The meta-analysis reports the "small or very small effect" of cannabis and cannabinoids in oral or topical formulation for cancer and non-cancer pain. There is some risk of bias. This is a therapy that is not legally available in many regions or that a practitioner is willing to prescribe. It may have limited relevance.
The meta-analysis shows that evidence of reasonable quality exists that cannabinoids have little/modest effect on pain control. It is difficult to exactly pinpoint which forms of cancer & non-cancer pain it does mitigate reliably and robustly. Although this is an interesting & a reasonably well-conducted meta-analysis, there is enough non-statistical heterogeneity in this study to question its relevance & utility w.r.t. general practice -- mixing different kinds of cancer & non-cancer pain is a flaw, IMO. An IPD (individual patient data) meta-analysis might have provided more detailed and granular information about this. This study may help guide new research on this issue, but no pragmatic, practice-changing recommendations emerge from this.
Great to have this evidence located, collated, summarised, evaluated, and interpreted for clinicians on the firing line.
The potential role of cannabinoids in the treatment of chronic pain has been debated for a long time.

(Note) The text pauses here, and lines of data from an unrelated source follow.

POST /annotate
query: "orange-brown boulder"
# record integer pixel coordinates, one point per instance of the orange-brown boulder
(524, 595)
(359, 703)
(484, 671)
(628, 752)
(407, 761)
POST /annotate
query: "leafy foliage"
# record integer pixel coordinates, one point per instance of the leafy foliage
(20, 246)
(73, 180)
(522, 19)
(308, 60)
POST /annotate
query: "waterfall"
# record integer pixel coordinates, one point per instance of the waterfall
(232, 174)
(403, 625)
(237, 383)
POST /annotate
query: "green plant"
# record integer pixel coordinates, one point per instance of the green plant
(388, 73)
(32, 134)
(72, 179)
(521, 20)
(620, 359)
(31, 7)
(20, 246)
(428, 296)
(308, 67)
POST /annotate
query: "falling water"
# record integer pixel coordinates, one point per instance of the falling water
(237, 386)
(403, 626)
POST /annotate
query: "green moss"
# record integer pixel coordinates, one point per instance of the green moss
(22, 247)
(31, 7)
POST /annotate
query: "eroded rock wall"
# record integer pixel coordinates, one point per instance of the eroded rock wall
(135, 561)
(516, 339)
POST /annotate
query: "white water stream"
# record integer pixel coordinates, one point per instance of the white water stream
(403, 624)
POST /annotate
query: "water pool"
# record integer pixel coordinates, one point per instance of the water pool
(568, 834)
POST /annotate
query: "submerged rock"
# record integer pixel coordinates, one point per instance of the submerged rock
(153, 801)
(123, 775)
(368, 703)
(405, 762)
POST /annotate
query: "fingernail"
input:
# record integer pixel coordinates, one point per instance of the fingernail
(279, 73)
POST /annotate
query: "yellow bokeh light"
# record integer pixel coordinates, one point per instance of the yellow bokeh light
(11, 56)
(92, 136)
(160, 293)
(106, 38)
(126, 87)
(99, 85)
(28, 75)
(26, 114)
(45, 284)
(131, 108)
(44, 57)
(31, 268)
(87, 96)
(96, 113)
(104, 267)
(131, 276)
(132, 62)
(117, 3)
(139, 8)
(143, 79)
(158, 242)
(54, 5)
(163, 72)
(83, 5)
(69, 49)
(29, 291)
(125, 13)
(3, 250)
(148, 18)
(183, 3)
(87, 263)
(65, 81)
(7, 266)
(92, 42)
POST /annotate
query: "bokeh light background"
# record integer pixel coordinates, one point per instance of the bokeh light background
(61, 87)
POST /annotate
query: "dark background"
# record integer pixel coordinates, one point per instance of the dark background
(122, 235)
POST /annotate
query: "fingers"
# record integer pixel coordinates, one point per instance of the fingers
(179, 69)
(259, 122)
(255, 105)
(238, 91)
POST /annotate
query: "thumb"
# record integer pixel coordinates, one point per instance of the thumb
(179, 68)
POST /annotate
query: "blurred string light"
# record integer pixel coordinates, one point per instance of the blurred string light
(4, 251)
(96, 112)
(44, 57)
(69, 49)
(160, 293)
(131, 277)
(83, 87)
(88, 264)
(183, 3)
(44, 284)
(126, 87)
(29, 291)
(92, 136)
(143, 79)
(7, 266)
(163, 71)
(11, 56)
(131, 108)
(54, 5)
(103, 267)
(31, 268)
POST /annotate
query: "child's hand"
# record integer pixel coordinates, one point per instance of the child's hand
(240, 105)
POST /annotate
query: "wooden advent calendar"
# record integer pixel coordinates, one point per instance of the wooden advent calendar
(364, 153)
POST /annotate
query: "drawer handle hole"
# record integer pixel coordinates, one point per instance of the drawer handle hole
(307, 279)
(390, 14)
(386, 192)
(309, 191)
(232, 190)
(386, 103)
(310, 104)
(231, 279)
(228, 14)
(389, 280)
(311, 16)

The benefit versus risk with its use must be adequately assessed. Current evidence is weak for its use in routine clinical practice.
This study provides important guidance around the efficacy of cannabinoids in pain management as well as highlighting the paucity of high-quality evidence/clinical trials in this area.
This is is a well performed systematic review of the role of noninhaled cannabinoids in chronic pain. There was a small but significant difference favoring the use of cannabinoids, but long-term follow-up was limited. Adverse side effects were transient. There is accumulating evidence that this approach is superior to opiates for this purpose.